Re: ChatGPT noticed Taq is talking about the broad Quantum Mind issue.
LNA writes:
If we discovered all the forces that truly exist (The Cosmological Constant gets scratched off as Force #5, it seems), then we would probably learn alot of things (duh), and:

The boundaries of what constitutes "materialism", would become a question.

(We have already moved the boundaries, really)

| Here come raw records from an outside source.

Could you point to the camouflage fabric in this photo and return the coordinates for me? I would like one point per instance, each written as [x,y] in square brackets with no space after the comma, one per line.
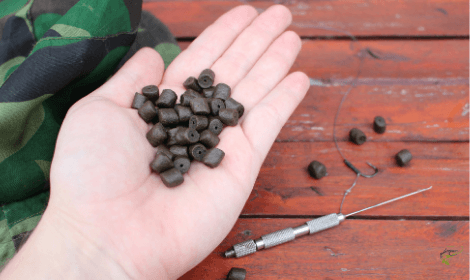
[52,53]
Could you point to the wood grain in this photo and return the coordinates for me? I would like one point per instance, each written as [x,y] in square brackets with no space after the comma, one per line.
[356,249]
[284,186]
[311,18]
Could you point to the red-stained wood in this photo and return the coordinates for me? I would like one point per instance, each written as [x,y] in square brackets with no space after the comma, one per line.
[284,186]
[311,18]
[356,249]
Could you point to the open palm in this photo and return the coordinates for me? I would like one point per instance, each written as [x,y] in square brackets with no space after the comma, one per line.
[101,182]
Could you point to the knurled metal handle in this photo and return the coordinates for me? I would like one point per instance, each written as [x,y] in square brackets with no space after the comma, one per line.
[278,237]
[323,223]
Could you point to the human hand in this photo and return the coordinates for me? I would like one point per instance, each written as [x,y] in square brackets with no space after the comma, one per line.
[102,188]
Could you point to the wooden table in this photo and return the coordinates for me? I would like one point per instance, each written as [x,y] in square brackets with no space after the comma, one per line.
[414,59]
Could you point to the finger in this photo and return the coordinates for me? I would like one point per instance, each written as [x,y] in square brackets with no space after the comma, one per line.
[144,68]
[270,69]
[263,123]
[251,44]
[210,45]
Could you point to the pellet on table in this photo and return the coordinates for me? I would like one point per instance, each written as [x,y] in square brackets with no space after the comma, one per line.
[151,92]
[233,104]
[192,83]
[172,177]
[167,99]
[147,112]
[182,164]
[208,139]
[161,163]
[138,101]
[184,113]
[178,150]
[357,136]
[215,125]
[198,122]
[213,157]
[168,116]
[222,91]
[187,136]
[229,116]
[197,151]
[157,135]
[206,78]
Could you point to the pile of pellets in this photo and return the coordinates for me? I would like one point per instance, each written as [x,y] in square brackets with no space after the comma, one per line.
[189,130]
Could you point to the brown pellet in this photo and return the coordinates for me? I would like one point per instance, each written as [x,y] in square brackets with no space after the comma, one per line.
[179,151]
[161,163]
[147,112]
[233,104]
[184,113]
[215,126]
[167,99]
[213,157]
[138,101]
[187,136]
[197,151]
[199,106]
[191,83]
[198,122]
[168,116]
[156,135]
[172,177]
[182,164]
[229,116]
[216,105]
[151,92]
[208,139]
[206,78]
[222,91]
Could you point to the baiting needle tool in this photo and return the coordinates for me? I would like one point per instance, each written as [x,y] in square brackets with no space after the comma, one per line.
[285,235]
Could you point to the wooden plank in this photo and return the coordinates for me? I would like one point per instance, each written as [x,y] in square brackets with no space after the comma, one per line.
[356,249]
[284,186]
[311,18]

The catch is we don't even know what "we" (when?!) discover, but it will probably only be a small part of what exists.
The boundaries of materialism would be exactly where they are now which is explaining the universe through natural processes.
You are describing a particle as something making up it's own wave function, and then you blur the lines between it and the measuring apparatus/observer.
Blur the lines? What are you talking about?
Photons create their own wave function. That wave function collapses when the photon is absorbed. This is basic QM.
"Of course the introduction of the observer must not be misunderstood to imply that some kind of subjective features are to be brought into the description of nature. The observer has, rather, only the function of registering decisions, i.e., processes in space and time, and it does not matter whether the observer is an apparatus or a human being; but the registration, i.e., the transition from the "possible" to the "actual," is absolutely necessary here and cannot be omitted from the interpretation of quantum theory."--Werner Heisenberg
"all unambiguous information concerning atomic objects is derived from the permanent marks such as a spot on a photographic plate, caused by the impact of an electron left on the bodies which define the experimental conditions. Far from involving any special intricacy, the irreversible amplification effects on which the recording of the presence of atomic objects rests rather remind us of the essential irreversibility inherent in the very concept of observation. The description of atomic phenomena has in these respects a perfectly objective character, in the sense that no explicit reference is made to any individual observer and that therefore, with proper regard to relativistic exigencies, no ambiguity is involved in the communication of information."--Neils Bohr
"similar to the ubiquitous "observers" who send and receive light signals in special relativity. Obviously, this terminology does not imply the actual presence of human beings. These fictitious physicists may as well be inanimate automata that can perform all the required tasks, if suitably programmed."--Asher Peres
"Was the wave function waiting to jump for thousands of millions of years until a single-celled living creature appeared? Or did it have to wait a little longer for some highly qualified measurer—with a PhD?"--John Bell [with tongue firmly in cheek]
You then said:

"It would seem to support materialism."

But, would it?
Yes. Everything you describe is materialism.
This is a theory that is kinda like creationism, sort of.
No, it isn't. Everything is entirely natural, no supernatural processes in sight.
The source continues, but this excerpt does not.